# Carbolineum Wood Treatment



## Alex Cantacuzene (May 29, 2003)

*Carbolineum*

Hi, this material was used for many years for all kinds of wood treatments such as fence posts, railroad ties and power poles. I don't think that you have seen much of this much less smelled it. I don't think that is is allowed anymore for these items and I definitely would not use it anywhere around bees or the garden. If you ever got this stuff on your bare skin you would know it for days by its burning sensation. Take care and have fun


----------



## Roland (Dec 14, 2008)

If my memory is correct, this product is used on hive stands only.

Roland


----------



## BEES4U (Oct 10, 2007)

*Effect of Wood Preservative Treatment of Beehives on Honey Bees and Hive*

Effect of Wood Preservative Treatment of Beehives on Honey Bees and Hive
Products.
Here is some very good data:
http://www.fpl.fs.fed.us/documnts/pdf1984/kalni84a.pdf
Effects of wood preservatives on the microenvironment in treated beehives were assessed by measuring
performance of honey bee (Apis mellifera L.) colonies and levels of preservative residues in bees, honey,
and beeswax. Five hives were used for each preservative treatment: copper naphthenate, copper
8-quinolinolate, pentachlorophenol (PCP), chromated copper arsenate (CCA), acid copper chromate
(ACC), tributyltin oxide (TBTO), Forest Products Laboratory water repellent, and no treatment (control).
Honey, beeswax, and honey bees were sampled periodically during two successive summers. Elevated
levels of PCP and tin were found in bees and beeswax from hives treated with those preservatives. A
detectable rise in copper content of honey was found in samples from hives treated with copper naphthenate.
CCA treatment resulted in an increased arsenic content of bees from those hives.

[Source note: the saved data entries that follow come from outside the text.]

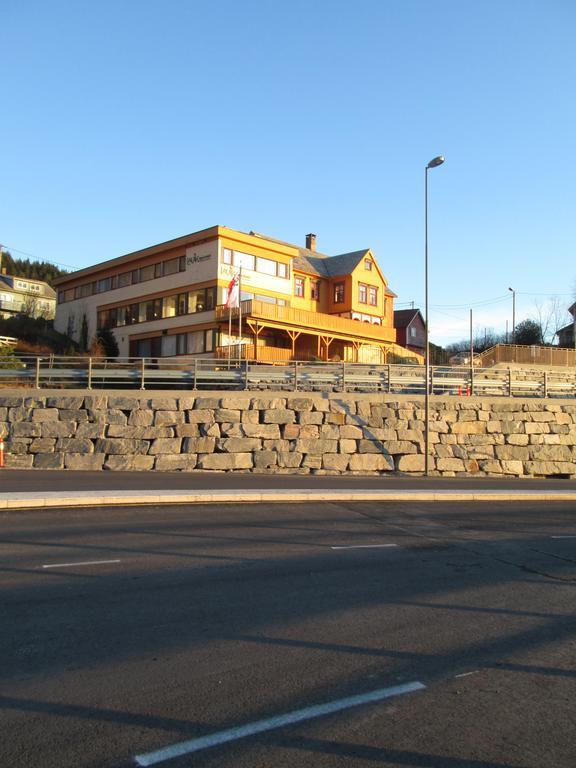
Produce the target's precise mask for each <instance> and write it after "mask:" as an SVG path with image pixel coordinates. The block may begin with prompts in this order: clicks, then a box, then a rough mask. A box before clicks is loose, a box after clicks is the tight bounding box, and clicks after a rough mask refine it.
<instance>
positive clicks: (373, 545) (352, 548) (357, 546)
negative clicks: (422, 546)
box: [330, 544, 398, 549]
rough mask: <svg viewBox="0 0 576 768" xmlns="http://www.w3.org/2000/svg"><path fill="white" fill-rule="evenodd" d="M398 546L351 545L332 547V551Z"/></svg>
mask: <svg viewBox="0 0 576 768" xmlns="http://www.w3.org/2000/svg"><path fill="white" fill-rule="evenodd" d="M397 546H398V544H349V545H347V546H344V547H330V549H382V548H385V547H397Z"/></svg>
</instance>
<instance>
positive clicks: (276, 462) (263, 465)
mask: <svg viewBox="0 0 576 768" xmlns="http://www.w3.org/2000/svg"><path fill="white" fill-rule="evenodd" d="M277 464H278V454H277V453H276V451H256V452H255V453H254V469H270V468H271V467H275V466H276V465H277Z"/></svg>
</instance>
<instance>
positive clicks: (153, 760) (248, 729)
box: [134, 680, 426, 766]
mask: <svg viewBox="0 0 576 768" xmlns="http://www.w3.org/2000/svg"><path fill="white" fill-rule="evenodd" d="M424 688H426V686H425V685H424V683H421V682H419V681H418V680H416V681H414V682H412V683H405V684H404V685H396V686H394V687H392V688H379V689H378V690H376V691H371V692H370V693H363V694H360V695H359V696H349V697H348V698H346V699H338V700H336V701H330V702H327V703H326V704H318V705H316V706H313V707H306V708H305V709H297V710H294V712H288V713H287V714H285V715H277V716H276V717H270V718H268V719H266V720H257V721H256V722H255V723H248V724H247V725H240V726H237V727H236V728H229V729H228V730H225V731H218V732H216V733H211V734H209V735H208V736H202V737H200V738H199V739H191V740H190V741H183V742H181V743H180V744H173V745H172V746H171V747H166V748H165V749H159V750H157V751H156V752H148V753H146V754H143V755H136V757H135V758H134V760H135V761H136V763H137V765H141V766H148V765H156V764H157V763H163V762H164V761H165V760H172V759H173V758H175V757H181V756H182V755H189V754H191V753H192V752H199V751H200V750H201V749H208V748H210V747H215V746H217V745H219V744H225V743H226V742H229V741H237V740H238V739H244V738H246V737H247V736H253V735H254V734H256V733H263V732H264V731H271V730H274V729H276V728H283V727H284V726H286V725H294V723H301V722H302V721H304V720H312V719H314V718H316V717H323V716H324V715H330V714H332V713H334V712H340V711H342V710H343V709H350V708H352V707H358V706H360V705H361V704H370V703H372V702H375V701H382V700H383V699H390V698H392V697H393V696H401V695H402V694H405V693H412V692H413V691H421V690H423V689H424Z"/></svg>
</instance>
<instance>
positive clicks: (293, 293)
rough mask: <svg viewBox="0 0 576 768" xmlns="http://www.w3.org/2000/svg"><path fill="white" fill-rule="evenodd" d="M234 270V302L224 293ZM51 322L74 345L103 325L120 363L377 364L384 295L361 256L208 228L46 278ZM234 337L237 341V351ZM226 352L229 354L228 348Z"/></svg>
mask: <svg viewBox="0 0 576 768" xmlns="http://www.w3.org/2000/svg"><path fill="white" fill-rule="evenodd" d="M240 268H241V304H240V307H238V308H234V309H231V310H230V309H228V308H227V307H226V306H225V304H226V299H227V296H228V286H229V284H230V281H231V280H232V278H233V277H234V276H235V275H236V274H238V273H239V271H240ZM55 285H56V286H57V288H58V307H57V311H56V320H55V327H56V328H57V330H59V331H61V332H63V333H69V334H70V335H72V336H73V337H74V338H76V339H77V340H79V338H80V333H81V328H82V327H84V328H86V327H87V329H88V339H91V338H92V337H93V335H94V334H95V333H96V330H97V329H98V328H110V329H111V330H112V331H113V332H114V334H115V336H116V339H117V341H118V345H119V349H120V355H121V356H128V355H129V356H134V357H153V358H163V357H164V358H169V357H175V356H178V355H204V356H209V357H215V356H220V357H227V356H228V355H229V354H231V355H232V356H233V357H235V358H238V357H240V356H241V357H242V358H244V359H251V360H258V361H261V362H285V361H288V360H310V359H321V360H346V361H351V362H378V363H379V362H386V361H387V360H390V359H391V353H393V355H394V360H395V361H396V360H397V358H398V357H412V358H415V356H414V354H413V353H410V352H409V351H408V350H406V349H404V348H403V347H399V346H397V345H396V343H395V342H396V331H395V329H394V326H393V317H394V308H393V301H394V298H395V294H394V293H393V292H392V291H391V290H390V289H389V287H388V283H387V281H386V278H385V277H384V275H383V273H382V270H381V269H380V267H379V265H378V263H377V261H376V259H375V257H374V254H373V253H372V251H371V250H370V249H366V250H361V251H355V252H353V253H344V254H340V255H337V256H326V255H325V254H321V253H319V252H317V251H316V237H315V235H307V237H306V247H299V246H297V245H293V244H291V243H286V242H283V241H280V240H275V239H274V238H270V237H267V236H265V235H260V234H258V233H257V232H249V233H245V232H239V231H237V230H233V229H229V228H228V227H221V226H216V227H211V228H209V229H205V230H201V231H200V232H196V233H194V234H191V235H187V236H185V237H181V238H178V239H176V240H171V241H169V242H166V243H162V244H160V245H155V246H151V247H150V248H145V249H143V250H140V251H136V252H134V253H129V254H127V255H125V256H121V257H119V258H116V259H112V260H110V261H106V262H102V263H101V264H97V265H95V266H93V267H88V268H86V269H82V270H80V271H78V272H74V273H72V274H69V275H65V276H64V277H61V278H58V280H56V281H55ZM240 330H241V345H239V340H240V336H239V333H240ZM230 347H232V349H230Z"/></svg>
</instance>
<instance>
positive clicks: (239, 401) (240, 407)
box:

CCA,
TBTO, and PCP treatments of beehives were associated with winter losses of colonies.

Ernie


----------



## BEES4U (Oct 10, 2007)

*Your answer in a nut shell:*

Your answer in a nutshell:
beehives with (1) a preservative-free water-repellent
solution, (2) copper naphthenate, (3) copper 8-
quinolinolate, and (4) ACC. Winter survival with these
treatments was better than or comparable to that in controls.
Of these four treatments, only copper naphthenate
gave a slight increase in copper content of honey (less than
1 ppm).
We suggest that beekeepers not use PCP, TBTO, or
CCA for treatment of beehives. The CCA treatment, being
nonvolatile and largely insoluble (fixed in wood), could be
used only on hive parts that rarely come in contact with
bees.
Protection of wooden beehive parts without detrimental
effects on bees, honey, and wax should result from treatment
with copper naphthenate, ACC, and copper 8-
quinolinolate.
Early indications are that the preservative-free, waterrepellent
treatments do not provide long-term protection
against decay in all hive parts. Additional observations
are needed to fully define the utility and limits of waterrepellent
treatments for beehives in this climate, but early
results indicate that treatment of hive parts with an acceptable
preservative is warranted.


----------



## high rate of speed (Jan 4, 2008)

Sounds like everyone has gone green.:lookout:


----------



## high rate of speed (Jan 4, 2008)

Hey Matt,
Doesnt sound any different than kreyesote.As far as letting the material air out for 6 months to a year.


----------



## Tom G. Laury (May 24, 2008)

*Green*

Just don't BBQ or campfire with that green colored wood!


----------



## Tom G. Laury (May 24, 2008)

*Carbolineum*

Dark, smelly, sticky, slow to dry ( never ), stains everything costs a fortune to ship.


----------



## high rate of speed (Jan 4, 2008)

make sure its a burn day.Lol.


----------



## BEES4U (Oct 10, 2007)

*Copper naphthenate in short supply.*

I can buy quarts of Copper Napthenate at a local The Home Depot.
They have a back order for the one gallon size.
I was told by a local hardware store that it unavailable because of a new California law.

Ernie


----------



## Tom G. Laury (May 24, 2008)

*Wood preservative*

I have been treating my pallets for 15 yrs with copper based stuff. It makes a huge difference in longevity.


----------



## BEES4U (Oct 10, 2007)

*I have been treating my pallets for 15 yrs*

Do you paint over the copper "stuff" ?
Ernie


----------